Myall Grove

words Jim Harper, music Jim Low

Not everybody could live in town. By necessity, many settlers lived and worked far away from the townships. They were constantly confronted by the loneliness of their existence. Many of the jobs on the frontier were of a solitary nature too, such as boundary riding, fencing and shepherding. How one coped with the solitude faced in frontier regions is the subject of Harper’s poem Myall Grove.

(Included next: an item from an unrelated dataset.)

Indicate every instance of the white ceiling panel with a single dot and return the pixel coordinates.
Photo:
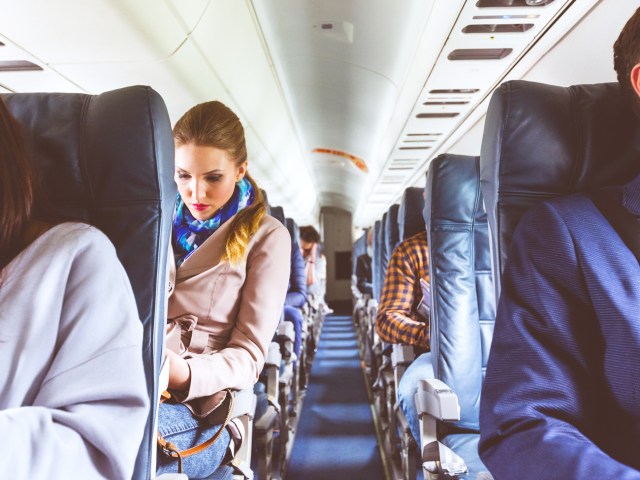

The narrator has apparently cleared an area for pasture and built a ‘cosy little cottage’ in the bush, well away from the township. But the isolation and tedium of such an existence appears to overwhelm his thoughts and feelings. Despite the company of his old dog Roy, the narrator desires human companionship. This is especially so at night when “Myall Grove is laden with a loneliness complete”. To take his mind off such feelings of loneliness and depression, he “listen(s) to the night”. In so doing he gives proof to the maxim that “great gifts are bestowed in solitude”.1By passing the time in this way, he is able to endure another night “at lonely Myall Grove”.   

MYALL GROVE

A cosy little cottage lying lonely in the scrub,
Far from the noise and bustle of the township and the pub;
Where seldom there’s a happening to make the heart rejoice –
The same old story over in the Big Scrub’s mournful voice.

There sometimes comes a swagman, if he’s thirst or tucker pushed;
Few are the other callers and as a rule they all are bushed
The days are long and dreary, and when darkness takes her seat,
Then Myall Grove is laden with a loneliness complete.

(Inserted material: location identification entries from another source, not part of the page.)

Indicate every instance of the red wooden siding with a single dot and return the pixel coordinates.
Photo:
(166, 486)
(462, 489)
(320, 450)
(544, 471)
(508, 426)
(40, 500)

The bush birds cease their singing in the branches over head,
They seek their nightly perches and the night birds come instead;
The moon is slowly rising, making all a ghostly white,
And I sit with spirits drooping and I listen to the night.

I hear the horse bells tinkling across the myall flats;
I hear the wagtail’s night song and the flitting of the bats;
I hear the night-owls’ hooting as they from their slumbers wake;
A sad old curlew crying, too, as if his heart would break.

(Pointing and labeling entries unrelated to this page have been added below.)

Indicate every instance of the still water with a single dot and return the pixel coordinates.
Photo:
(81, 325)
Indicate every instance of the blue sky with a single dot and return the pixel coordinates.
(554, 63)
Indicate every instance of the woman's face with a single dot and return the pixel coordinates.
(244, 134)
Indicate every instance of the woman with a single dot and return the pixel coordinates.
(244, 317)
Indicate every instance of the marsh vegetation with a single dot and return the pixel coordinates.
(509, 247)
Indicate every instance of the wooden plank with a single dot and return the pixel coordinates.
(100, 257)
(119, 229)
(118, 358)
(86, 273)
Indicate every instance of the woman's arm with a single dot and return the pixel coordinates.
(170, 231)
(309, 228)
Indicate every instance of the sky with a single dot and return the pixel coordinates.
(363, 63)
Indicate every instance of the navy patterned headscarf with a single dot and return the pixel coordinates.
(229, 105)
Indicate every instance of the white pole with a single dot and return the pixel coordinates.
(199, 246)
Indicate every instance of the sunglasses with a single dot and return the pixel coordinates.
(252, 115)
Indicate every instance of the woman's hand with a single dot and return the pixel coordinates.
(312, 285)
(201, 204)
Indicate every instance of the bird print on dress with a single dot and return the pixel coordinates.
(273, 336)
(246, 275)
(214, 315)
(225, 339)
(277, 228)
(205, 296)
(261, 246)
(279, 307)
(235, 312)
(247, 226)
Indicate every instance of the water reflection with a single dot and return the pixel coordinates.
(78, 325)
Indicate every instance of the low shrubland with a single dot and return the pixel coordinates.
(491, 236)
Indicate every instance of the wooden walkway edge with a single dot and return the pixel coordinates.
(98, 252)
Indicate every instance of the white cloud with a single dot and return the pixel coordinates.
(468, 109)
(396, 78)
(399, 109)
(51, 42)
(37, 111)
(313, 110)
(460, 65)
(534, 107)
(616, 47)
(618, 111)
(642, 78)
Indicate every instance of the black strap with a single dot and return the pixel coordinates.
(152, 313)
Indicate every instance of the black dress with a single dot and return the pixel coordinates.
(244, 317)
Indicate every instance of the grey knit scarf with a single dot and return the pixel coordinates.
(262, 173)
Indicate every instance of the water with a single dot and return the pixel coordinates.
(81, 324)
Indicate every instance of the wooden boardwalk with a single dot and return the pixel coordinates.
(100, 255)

I hear the old ewes bleating to their lambs out on the plain;
A flock of wood ducks winging on their way towards the drain;
I hear the night wind sobbing out its sorrows to the trees,
And sounds I can’t account for come drifting on the breeze.

And then old “Roy” starts barking loud at something he can hear,
For signs of someone coming then I strain an eager ear.
Another disappointment. “Blast the dog; clear out somewhere”,
And old “Roy” seems to wonder why I look at him and swear.

And so the horsebells tinkle and the night birds sound their G’s;
The night wind goes on sobbing out its sorrows in the trees;
The curlew wails his story till the heart cannot but move;
And so the night goes over out at lonely Myall Grove.

1 Robertson, W. Out West For Thirty Years, W.C. Penfold, Sydney, 1920 p122

Note: During his travels in Australia, the explorer Leichhardt “often lay awake listening to the noises of the night”. (Roderick, p 251) He demonstrates a remarkable sense of hearing and an ability to identify the many sounds of the night.